Taking Care in Extreme Hot Weather

A smiling woman pushes an older lady in a wheelchair.

Did you know that people aged 65 years and older are at increased risk of heat-related illness in hot weather conditions? And even if you’re younger, taking care when the mercury rises to above 30°C is vital to avoid the serious implications of heat stress.

At Unique Senior Care, we want to make sure you and your loved ones are able to make the most of this unexpected heatwave while staying safe in the sun, so we’ve compiled a list of our five top tips to keep cool…

Know the symptoms of heat stress

It’s important to know what to look out for in yourself and others, so make a note of the main symptoms of heat stress and perform regular checks on yourself and others when the weather heats up.

Being overheated for too long or being exposed without protection to the sun can cause many health problems. Heat-related illnesses include the following:

Heat syncope is a sudden dizziness that can happen when you are active in hot weather. If you take a heart medication called a beta blocker or are not acclimated to hot weather, you are even more likely to feel faint. Rest in a cool place, put your legs up, and drink water to make the dizzy feeling go away.

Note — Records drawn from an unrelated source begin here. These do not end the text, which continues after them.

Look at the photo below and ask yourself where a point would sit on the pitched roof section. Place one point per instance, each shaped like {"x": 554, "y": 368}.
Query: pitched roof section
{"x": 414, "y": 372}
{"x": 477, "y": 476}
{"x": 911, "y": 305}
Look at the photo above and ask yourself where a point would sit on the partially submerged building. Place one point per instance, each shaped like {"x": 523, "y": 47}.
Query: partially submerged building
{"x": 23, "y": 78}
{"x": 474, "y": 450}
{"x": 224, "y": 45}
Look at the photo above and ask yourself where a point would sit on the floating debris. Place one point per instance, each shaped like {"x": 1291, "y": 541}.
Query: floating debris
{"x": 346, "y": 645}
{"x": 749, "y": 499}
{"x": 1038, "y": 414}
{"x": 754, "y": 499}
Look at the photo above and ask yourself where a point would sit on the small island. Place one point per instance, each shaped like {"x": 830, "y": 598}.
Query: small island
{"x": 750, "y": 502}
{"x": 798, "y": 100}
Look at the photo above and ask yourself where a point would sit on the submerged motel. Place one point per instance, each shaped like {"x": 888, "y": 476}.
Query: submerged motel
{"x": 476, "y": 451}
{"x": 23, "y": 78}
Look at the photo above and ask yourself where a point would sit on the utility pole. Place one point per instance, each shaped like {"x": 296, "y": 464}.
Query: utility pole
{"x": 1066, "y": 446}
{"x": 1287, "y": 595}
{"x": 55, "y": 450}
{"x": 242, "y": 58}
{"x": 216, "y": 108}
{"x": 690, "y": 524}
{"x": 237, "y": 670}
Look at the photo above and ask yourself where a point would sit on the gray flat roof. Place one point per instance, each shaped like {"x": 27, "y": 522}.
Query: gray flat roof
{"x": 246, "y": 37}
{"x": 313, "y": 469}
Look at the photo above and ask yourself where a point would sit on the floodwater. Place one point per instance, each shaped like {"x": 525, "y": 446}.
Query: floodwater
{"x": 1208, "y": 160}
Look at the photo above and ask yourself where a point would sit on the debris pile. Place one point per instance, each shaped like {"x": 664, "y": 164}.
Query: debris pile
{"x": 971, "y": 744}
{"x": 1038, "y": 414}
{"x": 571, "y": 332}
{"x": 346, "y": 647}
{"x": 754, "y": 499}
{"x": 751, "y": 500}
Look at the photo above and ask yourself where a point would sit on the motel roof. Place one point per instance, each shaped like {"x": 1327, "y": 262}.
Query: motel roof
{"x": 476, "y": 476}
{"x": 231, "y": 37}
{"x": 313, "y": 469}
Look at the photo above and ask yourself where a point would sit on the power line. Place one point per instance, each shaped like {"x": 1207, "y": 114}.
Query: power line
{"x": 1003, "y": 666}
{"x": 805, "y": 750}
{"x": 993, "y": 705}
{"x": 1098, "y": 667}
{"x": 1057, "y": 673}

Heat cramps are the painful tightening or spasms of muscles in your stomach, arms, or legs. Cramps can result from hard work or intense exercise.

Though your body temperature and pulse usually stay normal during heat cramps, your skin may feel moist and cool. Stop the physical activity you’re doing and rest in the shade or in a cool building. Drink plenty of fluids, such as water and sports drinks containing electrolytes. Do not consume alcohol or caffeinated beverages.

Heat oedema is a swelling in your ankles and feet when you get hot. Encourage clients to put their legs up to help reduce swelling.

Heat rash is a skin irritation from heavy sweating. It causes red clusters of small blisters that look similar to pimples on the skin. The skin may feel itchy or people may feel a “prickly” tingling pain. Keep the infected area dry, and stay in cool areas.

Heat exhaustion is a warning that the body can no longer keep itself cool. People might feel thirsty, dizzy, weak, uncoordinated, and nauseated. You may sweat a lot. The body temperature may stay normal, but the skin may feel cold and clammy.

Some people with heat exhaustion have a rapid pulse. Encourage clients to rest in a cool place and get plenty of fluids. If they don’t feel better soon, get medical care. Be cautious because heat exhaustion can progress to heat stroke.

Heat stroke is a medical emergency in which the body’s temperature rises above 104°F. Signs of heat stroke are fainting; confusion or acting strangely; not sweating even when it’s hot; dry, flushed skin; strong, rapid pulse; or a slow, weak pulse.

When a person has any of these symptoms, they should seek medical help right away and immediately move to a cooler place, such as under shade or indoors. They should also take action to lower their body temperature with cool clothes, a cool bath or shower, and fans.

Sun exposure, also known as sunburn, is a sign of skin damage due to extreme or long exposure. Your skin may appear red and tender, develop blisters, start to peel, and be warm to the touch. Severe reactions may cause fever, chills, nausea, or rash.

Prevent sunburn by wearing protective clothing that covers your skin and staying out of direct sunlight. Using a broad-spectrum sunscreen with an SPF of 15 or higher can also help prevent sunburns, but be sure to reapply often. If you are sunburned, wear lightweight clothing, take cool showers, moisturise affected areas, and stay out of the sun so the skin can heal.

Here’s some additional advice from Age UK

Be prepared for hot weather

If the weather forecast says it will be hot, prepare for it! It’s much better to be over prepared than under, and no one wants to rush to the shops to find the last fan has been sold – keep all the essentials ready so you can enjoy the hot weather without becoming flustered.

Avoid the hottest hours

The hottest hours of the day are between 11am and 3pm, so avoid going out or doing too much activity during those times. You could even try a European siesta in the afternoon!

Don’t forget your hat

Even if you’re applying sun cream regularly while outside, you’re still at risk of sun damage to your scalp if you’re not wearing a hat. Try a broad-brimmed one to provide further protection on your face, and don’t forget the sunglasses either!

Bring a bottle

Of water, of course! Drinking plenty is key to staying healthy, especially in hot weather when you’re losing more fluids than normal through sweat. And if you’re travelling anywhere, make sure you always have a bottle of water handy.

There’s no reason everyone can’t enjoy the rare sunshine when it makes an appearance – just make sure you stay safe and look after anyone who’s more vulnerable to heat-related illness, and we’ll all have a summer to remember!